Title:Control Policies for Recovery of Interdependent Systems After Disruptions

Abstract:We examine a control problem where the states of the components of a system deteriorate after a disruption, if they are not being repaired by an entity. There exist a set of dependencies in the form of precedence constraints between the components, captured by a directed acyclic graph (DAG). The objective of the entity is to maximize the number of components whose states are brought back to the fully repaired state within a given time. We prove that the general problem is NP-hard, and therefore we characterize near-optimal control policies for special instances of the problem. We show that when the deterioration rates are larger than or equal to the repair rates and the precedence constraints are given by a DAG, it is optimal to continue repairing a component until its state reaches the fully recovered state before switching to repair any other component. Under the aforementioned assumptions and when the deterioration and the repair rates are homogeneous across all the components, we prove that the control policy that targets the healthiest component at each time-step while respecting the precedence and time constraints fully repairs at least half the number of components that would be fully repaired by an optimal policy.
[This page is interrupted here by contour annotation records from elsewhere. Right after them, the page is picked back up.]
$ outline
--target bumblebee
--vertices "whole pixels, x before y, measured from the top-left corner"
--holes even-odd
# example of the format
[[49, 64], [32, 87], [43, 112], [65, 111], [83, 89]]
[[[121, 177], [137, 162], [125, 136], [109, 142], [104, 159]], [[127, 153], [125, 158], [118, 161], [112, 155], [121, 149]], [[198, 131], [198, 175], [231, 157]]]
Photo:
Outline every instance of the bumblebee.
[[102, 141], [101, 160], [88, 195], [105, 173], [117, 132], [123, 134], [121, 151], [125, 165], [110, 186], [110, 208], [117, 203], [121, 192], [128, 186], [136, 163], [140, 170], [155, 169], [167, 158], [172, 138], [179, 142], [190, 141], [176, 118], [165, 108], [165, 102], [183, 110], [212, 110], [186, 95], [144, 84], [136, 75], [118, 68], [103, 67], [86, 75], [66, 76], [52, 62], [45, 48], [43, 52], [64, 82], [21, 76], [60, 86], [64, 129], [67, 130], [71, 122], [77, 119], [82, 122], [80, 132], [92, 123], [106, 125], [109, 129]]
Finally, we prove that when the repair rates are sufficiently larger than the deterioration rates, the precedence constraints are given by a set of disjoint trees that each contain at most k nodes, and there is no time constraint, the policy that targets the component with the least value of health minus the deterioration rate at each time-step while respecting the precedence constraints fully repairs at least 1/k times the number of components that would be fully repaired by an optimal policy.